US-based start-up Clearmotion has developed a fully active suspension system that could be fitted to almost any car – and it is set to appear in future Porsches.
Fully active suspension – where the car can control both the extension and compression strokes using an actuator or motor – has been the stuff of dreams for chassis engineers for a long time.
Whereas passive or semi-active suspension (adaptive dampers and/or air suspension) can only ever react to inputs from the road, an active system can effectively pull the wheel up for a bump and push it back down when the road dips, as well as compensate for body pitch and roll in order to keep the car’s body perfectly level. In this way, it can theoretically isolate occupants from what is going on underneath. It can also control the load on the four contact patches individually to improve roadholding without compromising the ride.

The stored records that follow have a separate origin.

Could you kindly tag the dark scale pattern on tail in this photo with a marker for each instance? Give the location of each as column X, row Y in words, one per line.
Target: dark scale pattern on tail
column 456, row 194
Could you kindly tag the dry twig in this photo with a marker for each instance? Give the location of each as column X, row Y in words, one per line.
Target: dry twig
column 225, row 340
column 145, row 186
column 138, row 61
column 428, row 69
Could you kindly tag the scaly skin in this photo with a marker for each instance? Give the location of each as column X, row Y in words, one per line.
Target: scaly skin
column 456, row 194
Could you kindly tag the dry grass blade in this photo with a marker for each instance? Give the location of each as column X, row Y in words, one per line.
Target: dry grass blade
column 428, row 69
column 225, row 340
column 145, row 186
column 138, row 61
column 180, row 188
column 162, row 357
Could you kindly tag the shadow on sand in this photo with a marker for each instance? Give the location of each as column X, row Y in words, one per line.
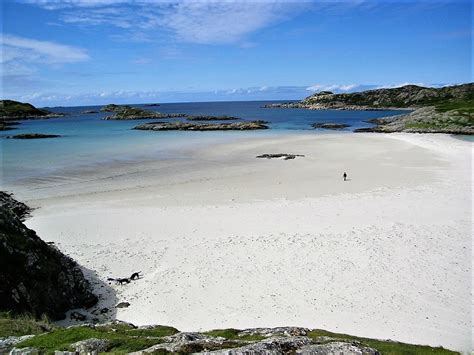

In a lineage that includes Citroën’s hydropneumatic suspension, Mercedes’ Active Body Control and the Ferrari Purosangue’s Multimatic set-up, active systems have always had compromises, such as cost, reliability, functionality or all of the above.
Porsche’s Active Ride is arguably the best seriesproduction system so far, but it is very expensive and power-hungry, which means it can only be fitted to cars with a high-voltage electrical system (plug-in hybrids and EVs).
Clearmotion’s solution, as demonstrated on Chinese EV maker Nio’s ET9 flagship, looks remarkably similar to a normal combination of a spring (either air or coil, depending on the application) with a remote-reservoir damper. This compactness and relative simplicity allows it to be installed in many existing cars with minimal modification. It runs on 48V, but a converter allows 12V cars to use it too.
Clearmotion technical fellow Marco Giovanardi said: “We are a different kind of supplier from the ZFs of this world. We didn’t already have a mature product, so we couldn’t wait for someone to design a vehicle for us.”
Key to the system is a rotary electric motor with its own control unit, which powers a hydraulic pump that forces fluid in or out of the damper. There’s one for each corner of the car, rather than a central one, thus eliminating metres of pipework.

This all plugs into a central control unit, which uses data from the car’s various sensors to decide what each suspension corner unit should do. Clearmotion doesn’t use cameras because they are unreliable in less than perfect conditions, and lidar sensors are expensive and create too much data.